How we research

How we research, and what we will never do

We are not doctors. We are people who take a question seriously, read the research behind it, and report back what we found, including the parts the research has not settled.

Most health writing online has a problem. It either tells you what to do with total confidence it has not earned, or it buries one real finding under a thousand words of padding. We are trying to do something narrower and more honest than that.

Someone asks a question. Does creatine cause hair loss. Is a continuous glucose monitor worth it if you are not diabetic. What does my resting heart rate actually mean. We did not always know the answer either. So we went and read the studies, and this is where we tell you exactly how we do that, so you can decide how much to trust what you read here.

What we actually do

Every article starts the same way. A real question that real people are asking. We find what the published research says about it, we read the studies themselves rather than someone's summary of them, and we report what they found in plain language. Then we tell you where the evidence runs out.

That last part matters more than it sounds. The honest answer to a lot of health questions is "the research points one way, but it is thinner than the internet makes it sound." We would rather tell you that than pretend to a certainty nobody has.

The one line that governs everything here: we read the research, and we report what we found. We do not tell you what to do with it. That is your decision, ideally with a doctor who knows your situation.

How we handle sources

Every factual claim about research on this site traces back to a real, named source. Not "studies show." Not "experts agree." A specific study, linked, that you can go read yourself. When a claim matters, we name the kind of evidence behind it, because not all evidence carries the same weight.

Here is the order we trust it in, strongest first:

We also read what people are saying in communities, forums, and comment threads. But that tells us what people are asking and experiencing, not what is true. We never treat a popular belief as evidence. We treat it as the question worth answering.
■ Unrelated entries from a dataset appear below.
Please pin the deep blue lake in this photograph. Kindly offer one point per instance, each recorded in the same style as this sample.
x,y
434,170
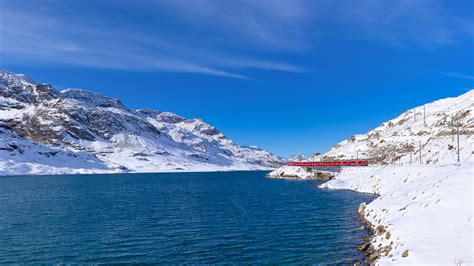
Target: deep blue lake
x,y
229,217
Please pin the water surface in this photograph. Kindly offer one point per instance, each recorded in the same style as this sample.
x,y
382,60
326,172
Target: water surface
x,y
176,218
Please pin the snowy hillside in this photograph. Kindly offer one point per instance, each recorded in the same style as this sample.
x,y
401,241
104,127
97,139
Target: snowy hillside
x,y
77,131
429,127
424,212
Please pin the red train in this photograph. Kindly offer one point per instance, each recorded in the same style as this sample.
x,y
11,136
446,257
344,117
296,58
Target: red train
x,y
331,163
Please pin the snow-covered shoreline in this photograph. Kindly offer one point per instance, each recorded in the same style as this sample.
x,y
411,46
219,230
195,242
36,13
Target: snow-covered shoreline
x,y
68,171
423,214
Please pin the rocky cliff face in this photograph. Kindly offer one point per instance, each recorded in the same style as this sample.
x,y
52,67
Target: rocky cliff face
x,y
101,130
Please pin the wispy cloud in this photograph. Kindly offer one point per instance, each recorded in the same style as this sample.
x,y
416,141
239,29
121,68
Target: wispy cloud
x,y
458,75
212,37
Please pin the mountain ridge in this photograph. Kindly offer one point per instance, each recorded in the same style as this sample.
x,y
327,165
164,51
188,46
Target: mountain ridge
x,y
84,123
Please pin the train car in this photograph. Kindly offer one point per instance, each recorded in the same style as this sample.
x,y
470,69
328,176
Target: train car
x,y
331,163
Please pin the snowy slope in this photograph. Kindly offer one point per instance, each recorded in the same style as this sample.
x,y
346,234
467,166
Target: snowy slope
x,y
424,211
90,125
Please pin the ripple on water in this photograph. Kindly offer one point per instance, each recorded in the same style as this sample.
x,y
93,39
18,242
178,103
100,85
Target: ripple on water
x,y
176,218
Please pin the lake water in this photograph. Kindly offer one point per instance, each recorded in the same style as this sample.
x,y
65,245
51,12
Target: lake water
x,y
239,217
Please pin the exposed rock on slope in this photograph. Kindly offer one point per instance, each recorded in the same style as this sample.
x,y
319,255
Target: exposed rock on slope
x,y
107,136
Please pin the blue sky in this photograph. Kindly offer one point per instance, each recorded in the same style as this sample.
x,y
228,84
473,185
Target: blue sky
x,y
290,76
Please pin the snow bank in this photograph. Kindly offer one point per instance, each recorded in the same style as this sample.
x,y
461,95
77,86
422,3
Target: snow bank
x,y
423,211
291,172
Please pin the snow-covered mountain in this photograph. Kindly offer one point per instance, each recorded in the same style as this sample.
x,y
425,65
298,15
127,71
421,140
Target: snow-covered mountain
x,y
423,214
431,127
44,130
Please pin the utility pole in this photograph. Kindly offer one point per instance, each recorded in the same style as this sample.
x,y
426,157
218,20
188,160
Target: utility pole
x,y
420,151
452,128
457,126
424,115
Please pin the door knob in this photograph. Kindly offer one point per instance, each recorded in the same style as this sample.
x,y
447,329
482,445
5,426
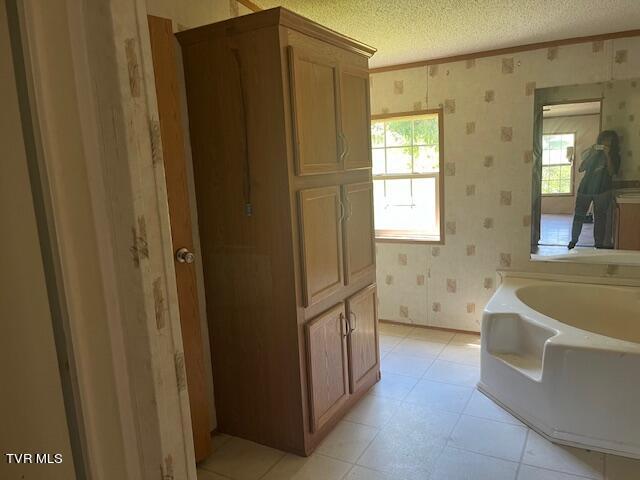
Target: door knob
x,y
185,256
The rules we hold ourselves to

Claims match the evidence

If the research found a correlation, we do not write it as cause. If one study found something, we do not call it settled. If the evidence is mixed, we say it is mixed, and we say so plainly rather than hiding it in a hedge. You should always be able to tell how much weight a finding can actually bear.

Fact and interpretation stay separate

What a study found is one thing. What we think it might mean is another. We keep those visibly apart, so you are never left guessing whether you are reading a result or our reading of it.

We never give advice

You will not find "you should take this" or "stop doing that" here. We report what the research found and what happened to the people in the studies. What you do with your own body, your own medication, your own health, is a conversation for you and your doctor. We are a place to understand the question better before you have that conversation.

We keep it current

Health evidence moves. A finding that looked solid three years ago can shift. Every article carries the date we last checked it against current research, and when new evidence changes the picture, we update the article and the date.

What that "reviewed against peer-reviewed literature" line means

You will see that line at the top of every article. We want to be precise about what it does and does not claim, because a lot of health sites use trust badges that mean very little.

It means every research claim in the piece was checked against the published studies it cites, and the strength of what we wrote was matched to the strength of what those studies actually found. It is a statement about our sourcing process. It is not a doctor's sign-off, and we would never pretend it was one.

We think honest sourcing you can verify yourself is worth more than a credentialed name attached to content that person barely touched. The studies are linked. You can check our work. That is the trust we are offering, and it is the only kind we think is real.

What we are not

We are not a medical provider. Nothing here is medical advice, a diagnosis, or a treatment plan, and nothing here is a substitute for the doctor who knows your history. Research describes what tends to happen across groups of people. It cannot tell you what is right for you. For that, see someone who can examine you and read your chart.

If an article ever reads like it is telling you what to do, we got it wrong, and we want to know. The whole point of this site is to hand you a clearer version of the question, not to make the decision for you.